Recent research showing that almost 90% of BBC micro:bit recipients believe the devices prove “coding isn’t as difficult as they thought it was” will have deservedly cheered BBC bosses.
The BBC and its partners have put a lot of effort into opening up the world of programming, not only by funding a free device for every year 7 pupil but also by getting the devices into retailers at a wallet friendly £12.99, providing free access to coding resources and by offering easy add-on experiment and project kits such as the inventors kit and a choice of micro:bit controlled buggies.
The newest of these is the £27 :MOVE mini buggy kit from Kitronik which I’ve been having fun with for the past week or so.

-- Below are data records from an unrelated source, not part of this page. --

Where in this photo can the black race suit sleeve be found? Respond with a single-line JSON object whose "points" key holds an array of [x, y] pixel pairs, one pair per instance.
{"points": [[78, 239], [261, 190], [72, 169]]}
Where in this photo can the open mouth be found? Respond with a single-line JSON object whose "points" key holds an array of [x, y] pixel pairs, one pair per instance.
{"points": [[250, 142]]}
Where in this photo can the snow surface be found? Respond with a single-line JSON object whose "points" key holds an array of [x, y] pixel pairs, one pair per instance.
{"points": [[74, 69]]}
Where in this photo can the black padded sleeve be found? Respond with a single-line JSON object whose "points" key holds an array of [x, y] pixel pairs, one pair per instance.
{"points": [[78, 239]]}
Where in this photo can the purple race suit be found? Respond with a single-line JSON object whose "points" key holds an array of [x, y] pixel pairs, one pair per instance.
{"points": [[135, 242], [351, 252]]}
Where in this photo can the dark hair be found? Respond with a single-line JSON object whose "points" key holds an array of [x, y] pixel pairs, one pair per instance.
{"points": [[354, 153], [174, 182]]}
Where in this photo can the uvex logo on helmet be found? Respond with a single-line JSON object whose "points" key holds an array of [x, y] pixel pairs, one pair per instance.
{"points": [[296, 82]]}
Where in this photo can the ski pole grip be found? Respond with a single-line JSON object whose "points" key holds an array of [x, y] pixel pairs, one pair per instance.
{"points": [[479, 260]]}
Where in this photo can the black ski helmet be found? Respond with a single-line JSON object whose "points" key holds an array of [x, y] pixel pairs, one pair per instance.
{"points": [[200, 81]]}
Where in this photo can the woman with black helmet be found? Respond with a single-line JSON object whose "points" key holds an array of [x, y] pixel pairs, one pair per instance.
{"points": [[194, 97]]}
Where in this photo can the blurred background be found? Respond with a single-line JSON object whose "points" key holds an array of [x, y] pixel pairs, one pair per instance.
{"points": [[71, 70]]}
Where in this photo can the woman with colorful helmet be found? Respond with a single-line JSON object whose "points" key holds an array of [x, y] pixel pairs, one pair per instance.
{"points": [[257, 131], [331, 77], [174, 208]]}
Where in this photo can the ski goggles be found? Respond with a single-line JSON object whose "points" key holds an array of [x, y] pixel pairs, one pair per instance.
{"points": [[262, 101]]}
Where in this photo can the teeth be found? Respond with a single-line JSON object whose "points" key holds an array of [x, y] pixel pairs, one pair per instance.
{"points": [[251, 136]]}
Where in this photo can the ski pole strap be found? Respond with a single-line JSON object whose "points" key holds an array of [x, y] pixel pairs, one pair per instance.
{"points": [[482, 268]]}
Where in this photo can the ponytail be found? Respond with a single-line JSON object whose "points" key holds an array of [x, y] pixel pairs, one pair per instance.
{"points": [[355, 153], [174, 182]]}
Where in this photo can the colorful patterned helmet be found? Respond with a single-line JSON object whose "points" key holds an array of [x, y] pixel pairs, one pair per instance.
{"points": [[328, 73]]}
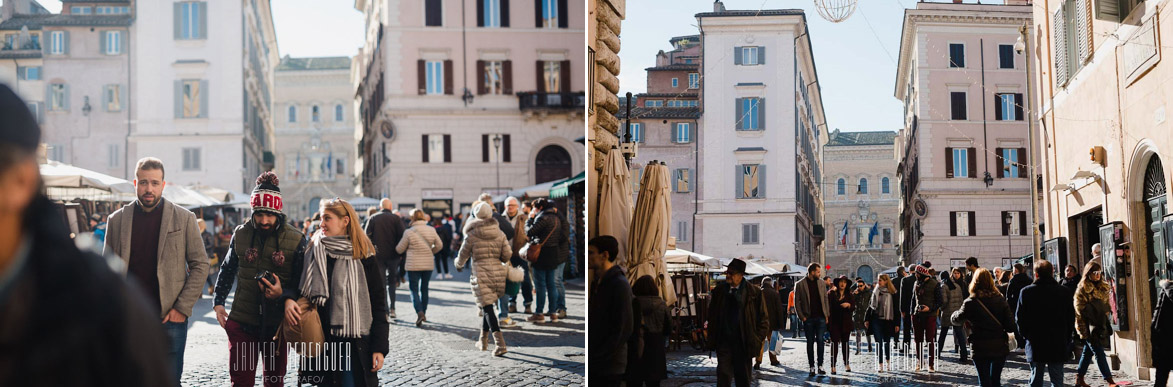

Inside the box are the parts you’ll need to turn your micro:bit (not included) into a fully functioning rover. As mine came pre-assembled I took it apart and put it back together again so that I can honestly promise you building it is a doddle.
A few screws are all that’s needed to connect the parts together and add a battery pack and an LED light strip to the micro:bit.
To complete its transformation into a vehicle you’ll need some code which Kitronik helpfully makes available, alongside some guides and tutorials, on its website.
Depending on your coding choices it’s possible to make the device fully autonomous or control it via Bluetooth with an Android smartphone or iPhone app, or a second micro:bit which you can programme to work as a remote control.
The LED strip and the micro:bit’s own LED display can also be independently coded, for example you could use the strip to indicate when the :MOVE is reversing and the display to show the direction of travel with an arrow.
I found the completed :MOVE mini buggy a lot of fun to play with and for those building and coding it from scratch it’s going to be very rewarding to see it zoom across a floor or table top.
If you’ve read my earlier pieces on the micro:bit you’ll know the project genuinely excites me and this is also true of Kitronik’s growing range of add-ons which ensure learning how to code is fun.
And here the firm has delivered another winner at a family friendly price.
A standard, pre-programmed remote controlled car will cost you around £15 from Amazon or Argos, for not much more cash you can buy a toy which is just as enjoyable but also teaches how and why it works and can be developed and enhanced as the owner’s coding skills develop.
Even if you don’t already own a micro:bit, the cost of adding one to your order still brings the whole basket in at just £40 and provides far more satisfaction than a standard off the shelf toy.
If you’re looking for a worthy Birthday or Christmas present – to give or receive! – this could well be it.